This review by Trisha Ray was commissioned by Sameer Kamat who was kind enough to wait for months and game enough to allow this scathing review to be published.
In a list of things that you would feasibly call ‘wild’, management consulting would rank pretty low, possible after pottery classes. With this prejudice in mind, I was a bit skeptical as I dove into Sameer Kamat’s thriller, Business Doctors: Management Consulting Gone Wild. The premise was intriguing enough. Woody’s Family Business is down in the docks, bleeding money and set to collapse in on itself, when the boss’s wife, Angie suggests an unusual remedy. Enter Michael Schneider, blue-eyed, Armani-clad, cool-headed management consulting wiz. The twist of course is that WFB is a mafia ring- with their fingers in a variety of pies ranging from pornography, to gambling, to marijuana. Schneider faces the unusual challenge of explaining to hard-headed gangsters how to run their business, while trying his best to dodge the mafia boss’ wife’s advances. WFB is something of an institution in the underworld, and even as they crumble, they send shivers down the competition’s spine. The best example of their ruthlessness would be the fact that their initiation ceremony includes a fight till death (or near death), which Schneider suddenly finds himself bang in the middle of. Reluctant at first, he discovers his flair for hatching nefarious schemes- including a series of outrageous jailbreaks, and a mafia boot camp
So far so good, but I missed out a key plot point here. The mafia boss’ name is Stephen Woody aka Woody aka Let’s Bring On the Penis Jokes. So many penis jokes, the most churlish of which is the name of the WFB casino…wait for it…Woody’s Pecker *cue adolescent giggles*. All this is at odds with the menacing figure that Woody is supposed to be- a rough, gruff ball of violence packed in a well-tailored suit. Humor is clearly not a strong point, most of which falls into a category I can only describe as dad jokes. The gangsters sometimes came across as Hindi movie clichés.

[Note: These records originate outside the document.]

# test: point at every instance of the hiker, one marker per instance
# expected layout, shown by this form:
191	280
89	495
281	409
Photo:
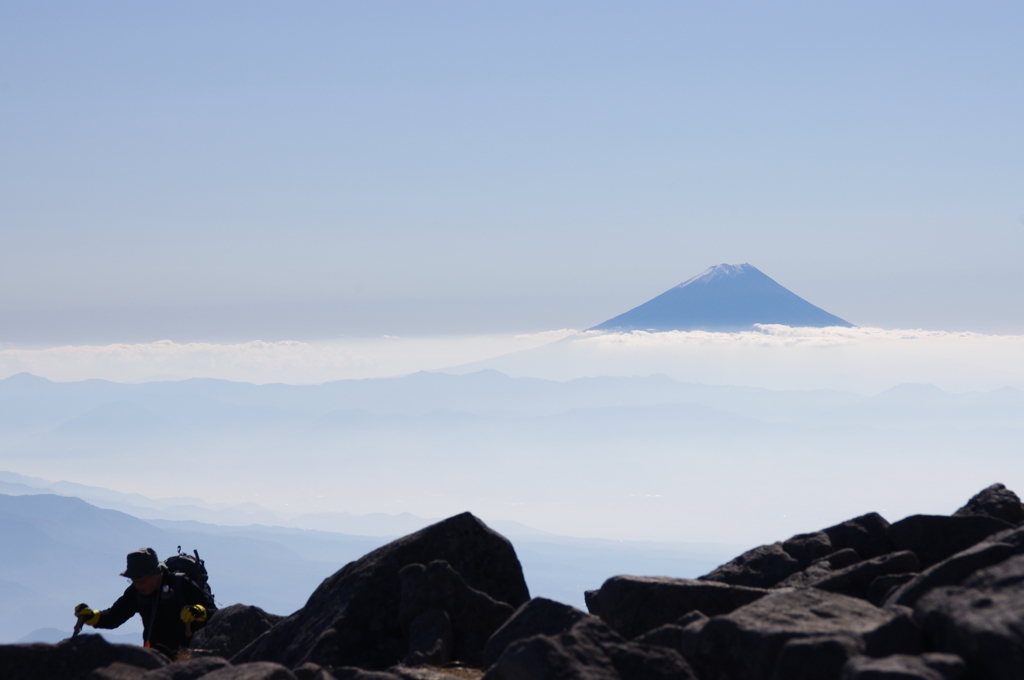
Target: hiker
172	605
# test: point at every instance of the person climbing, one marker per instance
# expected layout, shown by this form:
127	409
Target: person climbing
172	605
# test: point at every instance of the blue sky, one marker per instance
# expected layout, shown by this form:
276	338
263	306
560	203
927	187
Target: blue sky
240	171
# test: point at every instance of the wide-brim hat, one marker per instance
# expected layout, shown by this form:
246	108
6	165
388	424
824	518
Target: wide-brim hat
142	562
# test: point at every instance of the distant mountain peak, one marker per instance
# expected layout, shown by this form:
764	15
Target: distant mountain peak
724	297
720	271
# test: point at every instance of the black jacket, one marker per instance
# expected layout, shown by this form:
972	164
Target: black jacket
163	628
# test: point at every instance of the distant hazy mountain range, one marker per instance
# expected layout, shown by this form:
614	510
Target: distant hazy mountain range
59	550
727	298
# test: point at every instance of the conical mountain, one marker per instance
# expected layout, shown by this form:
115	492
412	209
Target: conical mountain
726	297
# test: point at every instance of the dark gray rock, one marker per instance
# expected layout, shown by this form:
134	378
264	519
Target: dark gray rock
419	673
934	538
189	670
820	568
955	569
816	657
996	501
856	579
886	584
252	671
230	629
903	667
590	650
633	605
745	643
352	618
761	567
312	672
474	614
806	548
539	617
73	659
981	621
352	673
430	639
868	535
900	635
681	636
118	671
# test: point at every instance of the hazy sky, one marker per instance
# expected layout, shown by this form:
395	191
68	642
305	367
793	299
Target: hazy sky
233	171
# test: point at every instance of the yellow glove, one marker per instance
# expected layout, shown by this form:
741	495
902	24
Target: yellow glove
87	614
195	612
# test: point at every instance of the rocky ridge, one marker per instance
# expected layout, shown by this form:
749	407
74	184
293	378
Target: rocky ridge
928	597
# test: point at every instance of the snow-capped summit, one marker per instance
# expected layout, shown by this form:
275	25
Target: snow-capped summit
725	297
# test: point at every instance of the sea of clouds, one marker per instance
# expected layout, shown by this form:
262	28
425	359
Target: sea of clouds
862	359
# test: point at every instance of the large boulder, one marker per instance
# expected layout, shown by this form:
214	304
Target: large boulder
474	615
681	636
74	659
539	617
745	644
820	568
934	538
816	657
589	650
431	639
769	565
633	605
868	535
954	569
253	671
808	547
189	670
981	621
761	567
856	579
905	667
352	619
996	501
230	629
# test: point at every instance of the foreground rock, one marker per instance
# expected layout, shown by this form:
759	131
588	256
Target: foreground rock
352	619
747	644
73	660
590	649
903	667
996	501
768	565
539	617
230	629
954	569
981	621
438	603
934	538
634	605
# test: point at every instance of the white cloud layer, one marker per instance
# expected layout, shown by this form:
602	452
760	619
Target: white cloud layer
863	359
258	362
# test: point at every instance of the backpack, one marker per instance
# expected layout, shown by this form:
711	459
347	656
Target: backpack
190	567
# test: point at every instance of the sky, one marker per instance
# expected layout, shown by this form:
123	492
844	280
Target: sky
253	171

But I wouldn’t dismiss the book completely. It has its moments. The author clearly has a lot to share, and his words flow effortlessly on the page. Perhaps the one root problem I can identify is the limitation of a one-off novel format. Some scenes were unnecessarily stretched, and the parts that were interesting were rushed. Many of the relationships between characters were hastily summarized where they could’ve been expanded: the dynamics between Schneider and his colleague, Martin, for instance and even the curious partnership of Woody and his wife Angie (and Angie’s with others). The book also wasted a lot of space on building up the premise and then rushed through the ending in the last 3-4 chapters.
Not quite a diamond in the rough, but rather coal that’s begging to become a diamond, Business Doctors is a good read. I didn’t once feel like stopping, but was left hanging, wondering if it all just led up to this (which was a great life lesson, so I have that to be thankful for).